The McNicol Homestead is the former home of the McNicol family that was built in 1878. Currently it is leased as a museum by the Clevedon Historical Society.

The Paton Homestead was built c.1870 for the Paton family, who were early settlers of Clevedon.

The Clevedon Post Office was built in 1909 and is a landmark for the town.

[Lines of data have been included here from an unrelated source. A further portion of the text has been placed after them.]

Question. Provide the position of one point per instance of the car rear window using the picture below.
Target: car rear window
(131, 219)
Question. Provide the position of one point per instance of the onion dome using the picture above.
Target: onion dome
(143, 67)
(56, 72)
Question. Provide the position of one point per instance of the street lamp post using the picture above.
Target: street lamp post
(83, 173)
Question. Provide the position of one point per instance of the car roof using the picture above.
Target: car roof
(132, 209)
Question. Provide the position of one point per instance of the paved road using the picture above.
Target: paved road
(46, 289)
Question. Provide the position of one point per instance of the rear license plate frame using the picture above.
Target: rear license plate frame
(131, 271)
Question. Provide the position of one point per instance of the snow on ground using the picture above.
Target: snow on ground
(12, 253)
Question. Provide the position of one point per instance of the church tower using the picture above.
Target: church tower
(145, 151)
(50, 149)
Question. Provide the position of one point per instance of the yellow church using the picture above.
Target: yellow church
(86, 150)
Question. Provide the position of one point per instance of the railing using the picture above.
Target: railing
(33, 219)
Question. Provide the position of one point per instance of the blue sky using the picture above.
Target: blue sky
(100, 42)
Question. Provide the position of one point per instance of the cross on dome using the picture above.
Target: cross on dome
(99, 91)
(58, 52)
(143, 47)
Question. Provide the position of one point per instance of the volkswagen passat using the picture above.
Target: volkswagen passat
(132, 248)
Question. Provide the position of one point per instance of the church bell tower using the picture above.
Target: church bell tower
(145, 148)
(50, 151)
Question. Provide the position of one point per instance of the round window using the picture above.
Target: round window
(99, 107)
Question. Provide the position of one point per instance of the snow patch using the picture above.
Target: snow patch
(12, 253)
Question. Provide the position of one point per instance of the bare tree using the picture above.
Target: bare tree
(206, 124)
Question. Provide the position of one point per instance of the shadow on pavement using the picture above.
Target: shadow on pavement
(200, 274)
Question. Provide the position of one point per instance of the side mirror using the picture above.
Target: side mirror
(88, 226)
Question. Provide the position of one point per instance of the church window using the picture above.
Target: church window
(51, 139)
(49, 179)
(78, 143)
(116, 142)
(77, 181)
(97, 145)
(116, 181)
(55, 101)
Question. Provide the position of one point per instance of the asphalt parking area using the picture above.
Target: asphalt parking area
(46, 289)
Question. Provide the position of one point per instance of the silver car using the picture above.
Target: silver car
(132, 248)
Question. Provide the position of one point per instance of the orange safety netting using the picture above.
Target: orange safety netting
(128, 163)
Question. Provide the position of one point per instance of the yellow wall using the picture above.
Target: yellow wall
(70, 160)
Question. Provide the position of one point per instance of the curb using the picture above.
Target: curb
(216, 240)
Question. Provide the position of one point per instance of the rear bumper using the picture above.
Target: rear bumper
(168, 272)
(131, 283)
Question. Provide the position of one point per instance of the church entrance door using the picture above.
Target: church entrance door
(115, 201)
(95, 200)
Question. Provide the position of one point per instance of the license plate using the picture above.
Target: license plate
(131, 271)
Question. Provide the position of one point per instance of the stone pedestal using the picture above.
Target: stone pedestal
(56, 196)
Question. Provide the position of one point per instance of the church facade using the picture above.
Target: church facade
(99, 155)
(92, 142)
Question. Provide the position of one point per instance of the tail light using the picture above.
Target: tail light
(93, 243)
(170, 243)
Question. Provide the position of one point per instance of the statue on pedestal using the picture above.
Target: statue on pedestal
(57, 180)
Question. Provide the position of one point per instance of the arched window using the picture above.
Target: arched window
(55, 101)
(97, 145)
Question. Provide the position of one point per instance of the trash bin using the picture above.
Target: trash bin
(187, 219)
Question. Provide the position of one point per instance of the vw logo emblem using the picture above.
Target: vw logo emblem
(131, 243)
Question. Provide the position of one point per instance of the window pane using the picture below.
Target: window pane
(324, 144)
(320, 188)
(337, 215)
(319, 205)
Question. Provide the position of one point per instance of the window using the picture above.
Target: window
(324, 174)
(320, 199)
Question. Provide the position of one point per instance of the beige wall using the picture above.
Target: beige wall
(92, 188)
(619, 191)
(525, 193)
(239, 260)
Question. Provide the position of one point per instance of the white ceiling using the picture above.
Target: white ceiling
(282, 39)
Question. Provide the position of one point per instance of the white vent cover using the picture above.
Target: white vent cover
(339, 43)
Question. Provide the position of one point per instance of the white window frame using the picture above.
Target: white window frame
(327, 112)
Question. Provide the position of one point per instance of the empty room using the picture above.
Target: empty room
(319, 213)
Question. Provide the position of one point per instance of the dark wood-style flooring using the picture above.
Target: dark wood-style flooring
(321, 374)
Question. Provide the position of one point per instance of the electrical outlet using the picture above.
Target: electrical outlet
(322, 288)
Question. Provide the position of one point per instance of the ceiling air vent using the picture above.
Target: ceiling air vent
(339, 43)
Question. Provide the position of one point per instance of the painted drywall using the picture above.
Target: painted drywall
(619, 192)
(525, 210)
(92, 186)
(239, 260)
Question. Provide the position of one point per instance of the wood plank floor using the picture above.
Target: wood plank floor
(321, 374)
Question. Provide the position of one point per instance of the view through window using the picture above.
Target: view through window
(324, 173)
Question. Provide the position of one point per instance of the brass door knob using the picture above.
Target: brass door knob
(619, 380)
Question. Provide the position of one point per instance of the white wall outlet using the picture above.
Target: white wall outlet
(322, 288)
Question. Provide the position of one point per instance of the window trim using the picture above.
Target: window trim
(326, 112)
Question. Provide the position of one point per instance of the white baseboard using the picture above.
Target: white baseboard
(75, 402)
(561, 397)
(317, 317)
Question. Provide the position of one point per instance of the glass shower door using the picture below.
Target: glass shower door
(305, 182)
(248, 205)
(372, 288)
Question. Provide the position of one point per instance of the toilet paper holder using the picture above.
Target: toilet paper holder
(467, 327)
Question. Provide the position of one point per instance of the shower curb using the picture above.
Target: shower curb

All Souls Church was built in 1861 and was opened by Bishop Selwyn.

==Education==
Clevedon School is a coeducational full primary school (years 1–8) with a roll of as of The school began in 1859 as Wairoa School and moved to its current site in 1878. In 1895 it became Clevedon School.

==Local government==

The first local government in the area was the Wairoa Highway District, established in 1862, and was absorbed into the Manukau County in 1918. Clevedon became a part of Manukau City in 1965, and in November 2010, all cities and districts of the Auckland Region were amalgamated into a single body, governed by the Auckland Council.

Clevedon is part of the Franklin local board area, who elects members of the Franklin Local Board. Residents of Clevedon also elect the Franklin ward councillor, who sits on the Auckland Council.